Overview and Warmup Example for Perturbation Theory with Instantons

TL;DR

This paper reviews a method for computing asymptotic expansions of integrals with symmetry, introduces Feynman rules for these calculations, and discusses their application to 3D Chern--Simons theory to produce new topological invariants.

Contribution

It presents a formulation of Feynman rules for perturbation series in symmetry-invariant integrals and extends this approach to infinite-dimensional Chern--Simons theory for new 3-manifold invariants.

Findings

Feynman rules for top form computation are established

Perturbation series are shown to be metric-independent

Application to 3D Chern--Simons theory yields new invariants

Abstract

The large $k$ asymptotics (perturbation series) for integrals of the form $\int_{\cal F}\mu e^{i k S}$, where $\mu$ is a smooth top form and $S$ is a smooth function on a manifold ${\cal F}$, both of which are invariant under the action of a symmetry group ${\cal G}$, may be computed using the stationary phase approximation.

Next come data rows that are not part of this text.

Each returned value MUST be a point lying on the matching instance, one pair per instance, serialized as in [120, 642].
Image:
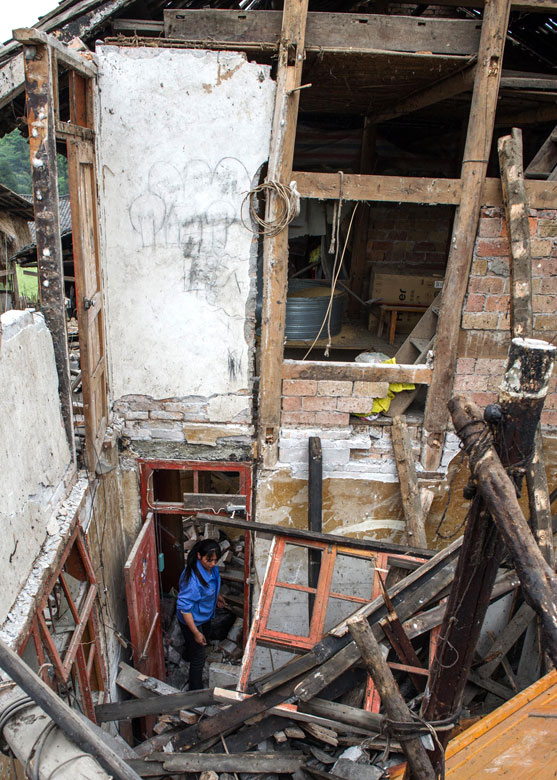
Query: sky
[22, 13]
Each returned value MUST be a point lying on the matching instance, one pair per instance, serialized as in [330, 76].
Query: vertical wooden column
[275, 249]
[315, 512]
[473, 173]
[41, 121]
[518, 226]
[357, 281]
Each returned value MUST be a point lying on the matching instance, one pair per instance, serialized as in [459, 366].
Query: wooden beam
[250, 763]
[474, 167]
[518, 227]
[275, 248]
[410, 491]
[391, 698]
[30, 36]
[358, 279]
[452, 85]
[268, 529]
[545, 159]
[153, 705]
[41, 122]
[337, 32]
[539, 504]
[356, 372]
[412, 189]
[539, 583]
[68, 720]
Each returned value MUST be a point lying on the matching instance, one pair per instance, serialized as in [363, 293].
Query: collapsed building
[295, 236]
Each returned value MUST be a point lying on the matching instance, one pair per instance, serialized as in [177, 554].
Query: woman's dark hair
[203, 548]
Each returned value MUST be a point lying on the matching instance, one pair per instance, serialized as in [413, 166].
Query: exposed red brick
[299, 387]
[333, 388]
[465, 365]
[497, 303]
[486, 284]
[490, 227]
[544, 303]
[297, 418]
[492, 247]
[332, 418]
[475, 302]
[319, 404]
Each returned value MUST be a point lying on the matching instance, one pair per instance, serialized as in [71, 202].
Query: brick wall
[142, 418]
[327, 403]
[487, 304]
[413, 236]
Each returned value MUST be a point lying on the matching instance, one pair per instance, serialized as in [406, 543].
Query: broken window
[63, 644]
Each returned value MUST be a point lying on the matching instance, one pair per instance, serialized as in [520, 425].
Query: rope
[287, 205]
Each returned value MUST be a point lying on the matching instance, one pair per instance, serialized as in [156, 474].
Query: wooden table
[394, 309]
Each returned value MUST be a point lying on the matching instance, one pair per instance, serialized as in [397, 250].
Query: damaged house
[314, 268]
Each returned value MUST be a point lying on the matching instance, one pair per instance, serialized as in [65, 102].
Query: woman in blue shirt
[198, 599]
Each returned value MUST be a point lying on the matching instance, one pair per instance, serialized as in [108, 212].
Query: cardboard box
[403, 288]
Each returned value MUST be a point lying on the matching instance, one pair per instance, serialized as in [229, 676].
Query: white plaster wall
[34, 453]
[182, 135]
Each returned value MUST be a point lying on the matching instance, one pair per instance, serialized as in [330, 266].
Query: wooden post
[474, 167]
[521, 400]
[70, 722]
[315, 511]
[358, 265]
[410, 491]
[538, 580]
[538, 502]
[275, 249]
[41, 122]
[391, 698]
[516, 210]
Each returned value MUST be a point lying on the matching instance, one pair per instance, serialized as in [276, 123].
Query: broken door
[144, 612]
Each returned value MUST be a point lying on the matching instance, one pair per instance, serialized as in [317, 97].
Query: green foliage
[15, 165]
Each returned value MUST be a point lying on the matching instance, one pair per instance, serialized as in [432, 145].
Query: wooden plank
[42, 148]
[342, 713]
[315, 513]
[518, 227]
[391, 698]
[71, 59]
[505, 641]
[268, 529]
[328, 31]
[153, 705]
[539, 502]
[408, 189]
[74, 726]
[545, 160]
[250, 763]
[355, 372]
[250, 736]
[410, 491]
[275, 248]
[138, 26]
[389, 189]
[207, 502]
[358, 279]
[445, 88]
[474, 167]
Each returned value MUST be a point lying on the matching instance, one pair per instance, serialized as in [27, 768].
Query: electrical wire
[287, 206]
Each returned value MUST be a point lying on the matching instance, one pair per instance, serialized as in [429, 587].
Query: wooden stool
[394, 309]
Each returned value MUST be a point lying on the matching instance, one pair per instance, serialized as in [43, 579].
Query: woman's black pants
[195, 654]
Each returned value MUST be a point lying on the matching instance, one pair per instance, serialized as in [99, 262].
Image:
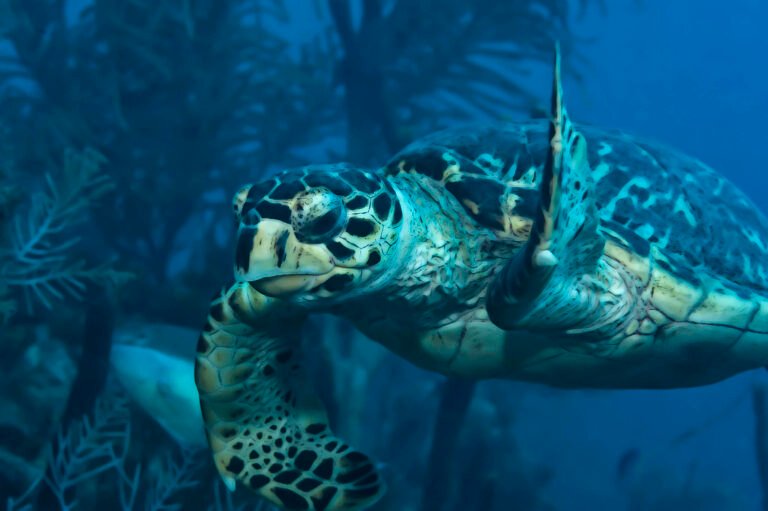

This perturbation series can be expressed as the integral of a top form on the space $\cM$ of critical points of $S$ mod the action of ${\cal G}$. In this paper we overview a formulation of the ``Feynman rules'' computing this top form and a proof that the perturbation series one obtains is independent of the choice of metric on ${\cal F}$ needed to define it. We also overview how this definition can be adapted to the context of $3$-dimensional Chern--Simons quantum field theory where ${\cal F}$ is infinite dimensional. This results in a construction of new differential invariants depending on a closed, oriented $3$-manifold $M$ together with a choice of smooth component of the moduli space of flat connections on $M$ with compact structure group $G$. To make this paper more accessible we warm up with a trivial example and only give an outline of the proof that one obtains invariants in the Chern--Simons case. Full details will appear elsewhere.